With automatic CLI tools¶
We can also automatically populate torchrunx.Launcher
arguments using most CLI tools, e.g. tyro
or any that generate interfaces from dataclasses.
import torchrunx
import tyro
if __name__ == "__main__":
launcher = tyro.cli(torchrunx.Launcher)
results = launcher.run(...)
python ... --help
then results in:
For configuring the function launch environment.

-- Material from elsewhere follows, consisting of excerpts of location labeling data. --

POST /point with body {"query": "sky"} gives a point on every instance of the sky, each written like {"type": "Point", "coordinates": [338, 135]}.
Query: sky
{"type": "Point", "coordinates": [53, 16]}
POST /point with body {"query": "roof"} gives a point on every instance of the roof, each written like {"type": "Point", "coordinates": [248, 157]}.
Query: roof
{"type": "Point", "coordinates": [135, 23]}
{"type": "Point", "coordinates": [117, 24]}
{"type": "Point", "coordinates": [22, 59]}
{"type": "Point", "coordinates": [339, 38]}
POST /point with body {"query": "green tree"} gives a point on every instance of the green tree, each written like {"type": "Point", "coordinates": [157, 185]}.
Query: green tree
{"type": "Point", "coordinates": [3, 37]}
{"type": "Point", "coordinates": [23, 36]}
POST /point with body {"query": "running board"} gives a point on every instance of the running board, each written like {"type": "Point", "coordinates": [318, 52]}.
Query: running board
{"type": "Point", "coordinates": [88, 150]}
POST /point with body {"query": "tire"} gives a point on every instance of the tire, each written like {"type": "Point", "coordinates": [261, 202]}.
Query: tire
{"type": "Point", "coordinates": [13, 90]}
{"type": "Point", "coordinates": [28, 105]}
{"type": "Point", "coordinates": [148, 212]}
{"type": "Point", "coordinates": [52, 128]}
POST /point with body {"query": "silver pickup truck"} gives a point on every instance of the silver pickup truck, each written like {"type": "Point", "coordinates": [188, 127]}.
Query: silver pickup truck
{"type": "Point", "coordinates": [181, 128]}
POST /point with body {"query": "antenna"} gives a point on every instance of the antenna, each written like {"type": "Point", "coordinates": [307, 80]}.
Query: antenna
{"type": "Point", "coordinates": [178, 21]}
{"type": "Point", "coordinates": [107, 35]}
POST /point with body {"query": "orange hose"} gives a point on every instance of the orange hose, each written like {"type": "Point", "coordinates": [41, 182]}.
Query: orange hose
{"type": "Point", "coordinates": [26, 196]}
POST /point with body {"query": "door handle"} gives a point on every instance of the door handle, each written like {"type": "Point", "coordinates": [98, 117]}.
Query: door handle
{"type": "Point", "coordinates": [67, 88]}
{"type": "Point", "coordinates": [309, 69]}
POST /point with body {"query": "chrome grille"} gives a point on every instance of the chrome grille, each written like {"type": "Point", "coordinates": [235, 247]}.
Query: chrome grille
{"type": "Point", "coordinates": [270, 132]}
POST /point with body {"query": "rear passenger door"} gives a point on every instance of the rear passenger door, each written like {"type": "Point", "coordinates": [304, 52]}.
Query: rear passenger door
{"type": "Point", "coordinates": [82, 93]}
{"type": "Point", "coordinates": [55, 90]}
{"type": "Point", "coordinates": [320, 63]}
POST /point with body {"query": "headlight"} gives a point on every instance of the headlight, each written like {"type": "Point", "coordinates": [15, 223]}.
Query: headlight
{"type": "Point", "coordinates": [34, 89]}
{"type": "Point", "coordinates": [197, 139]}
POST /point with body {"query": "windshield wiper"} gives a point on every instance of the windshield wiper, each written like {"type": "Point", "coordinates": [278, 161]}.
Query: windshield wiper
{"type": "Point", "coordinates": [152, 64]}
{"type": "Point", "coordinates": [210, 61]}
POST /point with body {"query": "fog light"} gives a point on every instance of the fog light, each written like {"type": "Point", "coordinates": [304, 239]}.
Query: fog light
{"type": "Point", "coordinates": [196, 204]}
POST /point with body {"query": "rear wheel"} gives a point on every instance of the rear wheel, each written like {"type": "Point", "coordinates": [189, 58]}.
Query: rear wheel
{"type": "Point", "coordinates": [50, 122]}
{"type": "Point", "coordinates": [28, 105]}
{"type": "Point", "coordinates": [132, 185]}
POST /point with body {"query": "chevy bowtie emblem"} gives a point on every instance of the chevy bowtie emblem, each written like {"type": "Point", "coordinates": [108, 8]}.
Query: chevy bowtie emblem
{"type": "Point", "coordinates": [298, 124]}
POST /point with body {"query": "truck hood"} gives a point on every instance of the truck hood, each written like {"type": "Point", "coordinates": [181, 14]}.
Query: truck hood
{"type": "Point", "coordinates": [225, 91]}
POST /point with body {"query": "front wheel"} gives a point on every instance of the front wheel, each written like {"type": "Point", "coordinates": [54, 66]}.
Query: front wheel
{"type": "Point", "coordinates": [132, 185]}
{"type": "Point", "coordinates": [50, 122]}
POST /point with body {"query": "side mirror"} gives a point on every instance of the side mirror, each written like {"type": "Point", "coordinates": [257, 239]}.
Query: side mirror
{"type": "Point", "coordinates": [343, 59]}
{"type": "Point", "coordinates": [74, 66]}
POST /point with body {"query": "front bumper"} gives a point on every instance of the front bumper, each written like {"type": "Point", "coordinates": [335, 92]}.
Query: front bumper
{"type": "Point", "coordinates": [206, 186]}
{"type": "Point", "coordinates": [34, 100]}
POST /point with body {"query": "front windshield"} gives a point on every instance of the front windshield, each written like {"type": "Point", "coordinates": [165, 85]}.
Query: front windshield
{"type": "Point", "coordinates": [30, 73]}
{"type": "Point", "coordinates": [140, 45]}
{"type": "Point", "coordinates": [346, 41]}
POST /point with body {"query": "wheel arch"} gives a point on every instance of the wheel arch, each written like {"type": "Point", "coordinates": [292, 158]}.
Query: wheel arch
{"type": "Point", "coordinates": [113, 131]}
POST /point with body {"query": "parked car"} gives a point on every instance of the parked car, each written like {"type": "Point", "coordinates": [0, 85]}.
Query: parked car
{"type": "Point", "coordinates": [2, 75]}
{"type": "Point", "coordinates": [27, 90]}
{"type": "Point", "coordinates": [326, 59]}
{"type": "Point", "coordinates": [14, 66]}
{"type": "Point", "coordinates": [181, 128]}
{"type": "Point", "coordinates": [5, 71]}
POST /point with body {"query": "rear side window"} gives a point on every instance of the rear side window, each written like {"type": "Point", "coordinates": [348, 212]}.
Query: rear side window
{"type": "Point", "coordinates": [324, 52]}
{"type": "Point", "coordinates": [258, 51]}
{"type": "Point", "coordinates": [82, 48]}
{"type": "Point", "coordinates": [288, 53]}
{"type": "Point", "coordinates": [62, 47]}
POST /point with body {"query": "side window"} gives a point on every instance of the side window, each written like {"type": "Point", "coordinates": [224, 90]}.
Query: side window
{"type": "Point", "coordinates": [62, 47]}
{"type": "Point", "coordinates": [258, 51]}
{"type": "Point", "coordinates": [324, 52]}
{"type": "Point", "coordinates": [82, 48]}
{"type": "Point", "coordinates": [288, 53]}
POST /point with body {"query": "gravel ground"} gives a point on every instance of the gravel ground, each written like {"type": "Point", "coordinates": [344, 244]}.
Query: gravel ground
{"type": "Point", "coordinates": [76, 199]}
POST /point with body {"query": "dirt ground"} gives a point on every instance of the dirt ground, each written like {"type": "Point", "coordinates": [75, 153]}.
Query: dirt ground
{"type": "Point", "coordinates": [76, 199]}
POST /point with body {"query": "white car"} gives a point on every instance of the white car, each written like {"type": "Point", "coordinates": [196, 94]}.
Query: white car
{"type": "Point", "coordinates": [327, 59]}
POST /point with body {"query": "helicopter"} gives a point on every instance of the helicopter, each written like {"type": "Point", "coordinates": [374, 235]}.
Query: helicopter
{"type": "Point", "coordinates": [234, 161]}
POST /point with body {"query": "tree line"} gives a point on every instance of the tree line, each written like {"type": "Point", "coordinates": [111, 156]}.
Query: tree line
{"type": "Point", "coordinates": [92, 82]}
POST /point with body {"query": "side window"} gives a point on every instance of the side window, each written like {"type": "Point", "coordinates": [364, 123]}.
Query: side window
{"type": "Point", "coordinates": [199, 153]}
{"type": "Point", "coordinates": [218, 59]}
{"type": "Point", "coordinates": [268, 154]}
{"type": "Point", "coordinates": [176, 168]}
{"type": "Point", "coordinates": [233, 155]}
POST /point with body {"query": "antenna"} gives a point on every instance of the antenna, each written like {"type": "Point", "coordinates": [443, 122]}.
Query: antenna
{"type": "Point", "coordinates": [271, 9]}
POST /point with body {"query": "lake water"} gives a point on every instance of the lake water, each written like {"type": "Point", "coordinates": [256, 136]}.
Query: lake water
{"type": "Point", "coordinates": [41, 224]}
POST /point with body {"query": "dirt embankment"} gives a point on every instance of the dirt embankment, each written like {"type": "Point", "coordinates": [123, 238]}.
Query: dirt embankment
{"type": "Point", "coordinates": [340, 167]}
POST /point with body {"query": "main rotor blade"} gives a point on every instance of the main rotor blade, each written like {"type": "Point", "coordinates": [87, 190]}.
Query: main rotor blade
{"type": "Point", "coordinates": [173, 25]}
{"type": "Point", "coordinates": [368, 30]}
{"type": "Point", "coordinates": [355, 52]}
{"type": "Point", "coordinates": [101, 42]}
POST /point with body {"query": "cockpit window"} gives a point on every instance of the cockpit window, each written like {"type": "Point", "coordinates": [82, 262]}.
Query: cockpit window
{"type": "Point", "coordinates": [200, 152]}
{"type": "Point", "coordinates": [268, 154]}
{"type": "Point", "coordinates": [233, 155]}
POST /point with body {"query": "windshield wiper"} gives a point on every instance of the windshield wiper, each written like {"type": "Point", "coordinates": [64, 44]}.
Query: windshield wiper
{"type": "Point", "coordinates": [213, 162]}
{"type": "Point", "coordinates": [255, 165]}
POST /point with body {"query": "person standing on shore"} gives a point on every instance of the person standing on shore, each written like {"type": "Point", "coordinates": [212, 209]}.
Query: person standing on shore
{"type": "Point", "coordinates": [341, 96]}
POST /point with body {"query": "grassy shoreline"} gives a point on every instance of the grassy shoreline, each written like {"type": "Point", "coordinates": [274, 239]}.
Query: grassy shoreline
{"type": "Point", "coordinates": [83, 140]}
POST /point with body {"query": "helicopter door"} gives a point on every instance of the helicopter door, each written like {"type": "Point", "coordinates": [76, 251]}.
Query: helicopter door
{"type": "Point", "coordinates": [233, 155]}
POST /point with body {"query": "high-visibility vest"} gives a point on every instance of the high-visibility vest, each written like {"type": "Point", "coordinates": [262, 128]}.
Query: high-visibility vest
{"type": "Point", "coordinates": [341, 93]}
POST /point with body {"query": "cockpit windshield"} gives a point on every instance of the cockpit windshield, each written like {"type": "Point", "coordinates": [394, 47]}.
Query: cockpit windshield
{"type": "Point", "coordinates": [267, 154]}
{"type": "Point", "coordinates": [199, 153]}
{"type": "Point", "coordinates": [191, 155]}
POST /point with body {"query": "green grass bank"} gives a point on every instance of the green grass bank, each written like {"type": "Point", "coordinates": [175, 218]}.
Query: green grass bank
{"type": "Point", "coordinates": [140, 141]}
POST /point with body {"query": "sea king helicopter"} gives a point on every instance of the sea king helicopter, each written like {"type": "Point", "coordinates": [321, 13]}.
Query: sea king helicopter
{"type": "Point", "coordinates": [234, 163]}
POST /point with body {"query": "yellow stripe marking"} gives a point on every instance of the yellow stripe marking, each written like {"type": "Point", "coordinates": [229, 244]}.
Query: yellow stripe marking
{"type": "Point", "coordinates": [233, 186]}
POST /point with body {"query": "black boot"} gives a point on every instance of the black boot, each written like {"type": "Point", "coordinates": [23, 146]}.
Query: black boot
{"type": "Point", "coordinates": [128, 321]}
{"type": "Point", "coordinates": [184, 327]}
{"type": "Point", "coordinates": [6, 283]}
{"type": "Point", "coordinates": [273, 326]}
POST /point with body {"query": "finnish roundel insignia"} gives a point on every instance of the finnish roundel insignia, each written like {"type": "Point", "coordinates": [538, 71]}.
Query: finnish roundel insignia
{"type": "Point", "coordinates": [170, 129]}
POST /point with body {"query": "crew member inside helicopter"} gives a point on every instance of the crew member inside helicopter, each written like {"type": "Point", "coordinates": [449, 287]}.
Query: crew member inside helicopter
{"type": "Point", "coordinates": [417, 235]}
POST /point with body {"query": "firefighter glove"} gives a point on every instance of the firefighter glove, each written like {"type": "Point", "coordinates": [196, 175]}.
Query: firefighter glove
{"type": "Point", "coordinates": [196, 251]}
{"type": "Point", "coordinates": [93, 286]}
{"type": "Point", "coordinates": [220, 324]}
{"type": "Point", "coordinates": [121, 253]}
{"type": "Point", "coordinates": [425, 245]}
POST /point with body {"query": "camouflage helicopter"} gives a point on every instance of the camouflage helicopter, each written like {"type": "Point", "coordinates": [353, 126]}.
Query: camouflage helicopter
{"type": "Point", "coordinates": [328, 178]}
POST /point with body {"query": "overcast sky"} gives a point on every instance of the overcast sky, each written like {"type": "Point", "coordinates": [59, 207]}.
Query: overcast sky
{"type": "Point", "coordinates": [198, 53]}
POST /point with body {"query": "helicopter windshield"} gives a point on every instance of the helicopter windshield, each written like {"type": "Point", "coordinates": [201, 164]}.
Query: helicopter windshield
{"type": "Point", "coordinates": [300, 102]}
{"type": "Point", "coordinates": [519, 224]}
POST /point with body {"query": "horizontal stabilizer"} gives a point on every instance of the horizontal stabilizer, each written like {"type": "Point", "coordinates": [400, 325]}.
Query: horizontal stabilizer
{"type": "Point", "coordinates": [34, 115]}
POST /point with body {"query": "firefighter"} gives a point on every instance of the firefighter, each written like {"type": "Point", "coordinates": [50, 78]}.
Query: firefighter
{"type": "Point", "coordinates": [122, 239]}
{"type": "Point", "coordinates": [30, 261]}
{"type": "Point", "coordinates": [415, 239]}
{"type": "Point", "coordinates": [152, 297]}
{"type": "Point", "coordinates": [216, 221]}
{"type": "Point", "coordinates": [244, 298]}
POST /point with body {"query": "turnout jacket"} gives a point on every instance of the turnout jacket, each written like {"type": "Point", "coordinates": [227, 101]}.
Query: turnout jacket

╭─ options ──────────────────────────────────────────────────────────────────╮
│ -h, --help │
│ show this help message and exit │
│ --hostnames {[STR [STR ...]]}|{auto,slurm} │
│ Nodes to launch the function on. By default, infer from SLURM, else │
│ ``["localhost"]``. (default: auto) │
│ --workers-per-host INT|{[INT [INT ...]]}|{cpu,gpu} │
│ Number of processes to run per node. By default, number of GPUs per │
│ host. (default: gpu) │
│ --ssh-config-file {None}|STR|PATHLIKE │
│ For connecting to nodes. By default, ``"~/.ssh/config"`` or │
│ ``"/etc/ssh/ssh_config"``. (default: None) │
│ --backend {None,nccl,gloo,mpi,ucc} │
│ `Backend │
│ <https://pytorch.org/docs/stable/distributed.html#torch.distributed.B… │
│ for worker process group. By default, NCCL (GPU backend). │
│ Use GLOO for CPU backend. ``None`` for no process group. │
│ (default: nccl) │
│ --timeout INT │
│ Worker process group timeout (seconds). (default: 600) │
│ --copy-env-vars [STR [STR ...]] │
│ Environment variables to copy from the launcher process to workers. │
│ Supports Unix pattern matching syntax. (default: PATH LD_LIBRARY │
│ LIBRARY_PATH 'PYTHON*' 'CUDA*' 'TORCH*' 'PYTORCH*' 'NCCL*') │
│ --extra-env-vars {None}|{[STR STR [STR STR ...]]} │
│ Additional environment variables to load onto workers. (default: None) │
│ --env-file {None}|STR|PATHLIKE │
│ Path to a ``.env`` file, containing environment variables to load onto │
│ workers. (default: None) │
╰────────────────────────────────────────────────────────────────────────────╯